Par ailleurs, en France, les comités d’éthique en expérimentation animale (seules autorités compétentes chargées de l’évaluation des projets) n’évaluent pas la justification scientifique des projets, contrairement à ce qui est déclaré par l’administration dans l’enquête de la Commission (et requis en application de l’article 38 de la Directive). Il en est sans doute de même pour d’autres EM.
- Malgré les imperfections relevées dans le rapport, celui-ci permet de constater des différences notables entre EM : il y a ceux qui font de réels efforts pour appliquer rigoureusement la Directive voire qui prennent des dispositions plus favorables à l’intérêt des animaux, et les autres.
Les différences entre EM s’observent notamment dans les questions touchant à l’application des 3R, à la diffusion des appréciations rétrospectives et au rôle des structures de bien-être animal (SBEA).
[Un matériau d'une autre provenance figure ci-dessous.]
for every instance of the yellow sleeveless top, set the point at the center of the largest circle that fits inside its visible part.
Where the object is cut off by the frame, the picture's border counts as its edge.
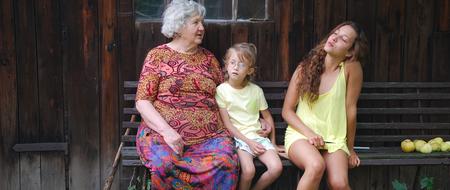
(327, 117)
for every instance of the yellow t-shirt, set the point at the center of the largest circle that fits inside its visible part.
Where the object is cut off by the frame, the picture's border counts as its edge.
(243, 106)
(327, 117)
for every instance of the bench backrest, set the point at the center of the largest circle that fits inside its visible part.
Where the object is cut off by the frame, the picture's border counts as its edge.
(388, 112)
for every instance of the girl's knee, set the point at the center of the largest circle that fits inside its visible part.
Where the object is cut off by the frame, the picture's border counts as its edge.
(338, 184)
(247, 172)
(275, 168)
(316, 167)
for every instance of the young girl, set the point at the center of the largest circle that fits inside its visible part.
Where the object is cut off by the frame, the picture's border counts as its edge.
(320, 108)
(240, 103)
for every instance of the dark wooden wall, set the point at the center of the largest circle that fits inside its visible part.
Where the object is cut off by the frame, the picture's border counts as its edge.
(409, 41)
(407, 38)
(59, 83)
(62, 64)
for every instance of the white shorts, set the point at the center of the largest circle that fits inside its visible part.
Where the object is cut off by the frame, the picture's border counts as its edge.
(265, 142)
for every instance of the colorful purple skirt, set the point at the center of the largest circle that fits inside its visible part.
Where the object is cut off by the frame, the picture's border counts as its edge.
(212, 164)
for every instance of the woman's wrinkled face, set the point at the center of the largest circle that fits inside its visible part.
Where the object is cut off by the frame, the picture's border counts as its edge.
(340, 41)
(193, 30)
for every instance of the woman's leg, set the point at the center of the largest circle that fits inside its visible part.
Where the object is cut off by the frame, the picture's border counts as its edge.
(337, 169)
(307, 157)
(272, 161)
(247, 169)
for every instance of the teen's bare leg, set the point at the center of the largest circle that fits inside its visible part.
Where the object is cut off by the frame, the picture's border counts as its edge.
(272, 161)
(308, 158)
(247, 169)
(337, 170)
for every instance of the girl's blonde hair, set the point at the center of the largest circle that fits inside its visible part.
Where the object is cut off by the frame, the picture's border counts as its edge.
(246, 52)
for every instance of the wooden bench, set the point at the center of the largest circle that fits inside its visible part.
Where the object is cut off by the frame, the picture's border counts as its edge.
(388, 112)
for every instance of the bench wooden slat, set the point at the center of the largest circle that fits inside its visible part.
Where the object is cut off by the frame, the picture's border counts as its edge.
(369, 96)
(358, 138)
(402, 126)
(404, 162)
(372, 93)
(404, 111)
(404, 85)
(395, 138)
(284, 84)
(360, 126)
(404, 96)
(130, 84)
(273, 84)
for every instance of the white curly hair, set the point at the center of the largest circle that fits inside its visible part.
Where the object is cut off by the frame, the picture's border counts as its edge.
(177, 13)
Par rapport aux autres membres de l’Union européenne, la France se situe parmi les pays qui s’investissent le moins dans la mise en œuvre des 3R et la prise en compte de l’intérêt des animaux tout au long des procédures. Les autorités chargées de l’évaluation n’incluent ni experts des méthodes alternatives non animales ni statisticiens contrairement à d’autres EM. L’avis de la SBEA n’est pas sollicité lors du processus d’évaluation du projet.
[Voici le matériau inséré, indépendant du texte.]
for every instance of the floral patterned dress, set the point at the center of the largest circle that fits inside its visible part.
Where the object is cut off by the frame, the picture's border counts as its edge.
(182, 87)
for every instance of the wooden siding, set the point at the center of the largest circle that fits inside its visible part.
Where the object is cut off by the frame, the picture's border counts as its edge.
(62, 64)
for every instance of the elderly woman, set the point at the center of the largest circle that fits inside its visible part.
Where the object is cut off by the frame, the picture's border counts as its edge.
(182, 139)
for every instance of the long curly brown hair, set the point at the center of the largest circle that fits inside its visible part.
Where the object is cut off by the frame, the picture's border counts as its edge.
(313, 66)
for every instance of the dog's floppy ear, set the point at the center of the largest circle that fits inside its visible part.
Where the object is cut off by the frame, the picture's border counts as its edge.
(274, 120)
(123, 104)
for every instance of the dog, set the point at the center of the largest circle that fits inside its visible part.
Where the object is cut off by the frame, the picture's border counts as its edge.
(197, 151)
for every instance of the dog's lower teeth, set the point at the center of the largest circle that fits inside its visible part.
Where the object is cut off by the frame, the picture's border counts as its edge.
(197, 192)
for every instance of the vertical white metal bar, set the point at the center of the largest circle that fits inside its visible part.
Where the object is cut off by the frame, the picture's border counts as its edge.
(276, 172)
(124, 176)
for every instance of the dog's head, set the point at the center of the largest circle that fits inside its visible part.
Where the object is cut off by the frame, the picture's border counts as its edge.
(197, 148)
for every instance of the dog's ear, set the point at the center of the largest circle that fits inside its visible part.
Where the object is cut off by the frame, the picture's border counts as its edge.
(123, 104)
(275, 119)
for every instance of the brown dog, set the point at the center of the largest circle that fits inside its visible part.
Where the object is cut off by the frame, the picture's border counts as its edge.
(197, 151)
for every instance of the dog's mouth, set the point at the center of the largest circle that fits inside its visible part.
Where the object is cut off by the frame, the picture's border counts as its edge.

De fait, les EM se répartissent en deux catégories : une première catégorie où la SBEA a un rôle central tout au long de la vie d’un projet, de son autorisation à sa réalisation, et une seconde catégorie où la SBEA a un rôle moins bien défini et des missions moins larges. La France entre dans cette seconde catégorie.
En France, les appréciations rétrospectives restent à ce jour inaccessibles au public – le ministère chargé de la recherche ayant répondu ne pas en disposer aux associations qui lui en ont fait la demande (celles-ci seraient en possession des comités d’éthique en expérimentation animale) – alors que 16 EM ont indiqué actualiser le résumé non-technique avec les résultats des appréciations rétrospectives.
Selon les réponses à l’enquête, les pays qui, de façon systématique, adoptent les pratiques les plus exigeantes – parmi ceux utilisant plus de 200 000 animaux par an – sont les Pays-Bas, l’Allemagne, l’Italie, la Belgique, l’Espagne, la Norvège, la République tchèque.
Les Pays-Bas sont le seul pays réunissant tous les critères de rigueur et de qualité évoqués dans le rapport de la Commission.
Il serait cependant bienvenu que dans chacun de ces pays, les ONG s’assurent que les réponses sont conformes à la réalité.
En conclusion
- Les différents constats que nous avons fait à la suite de la lecture du rapport de la Commission européenne sont sans doute en deçà de la réalité car il est légitime de penser que les EM donnent le plus souvent les réponses attendues. Pour que le rapport puisse être considéré comme un document reflétant réellement l’application de la Directive et qu’il permette de procéder aux ajustements nécessaires, il serait indispensable que la Commission européenne exige auprès des répondants à l’enquête des documents justificatifs et/ou effectue des contrôles aléatoires « sur le terrain » afin de s’assurer de la conformité des réponses avec la réalité.
Mais la Commission européenne en a-t-elle la volonté et les moyens ?
- Force est de constater que l’enquête quinquennale portant sur l’application de la Directive est le reflet de la Directive elle-même et de ses insuffisances, comme nous l’avons relevé plus haut.
Comment une Directive imprécise et lacunaire pourrait-elle permettre une évaluation rigoureuse de sa mise en application ?
Nos observations conduisent à l’évidente nécessité d’une révision de fond de la Directive européenne de 2010 qui devait être le document support de la transition, ce qu’elle n’est pas dans sa rédaction actuelle.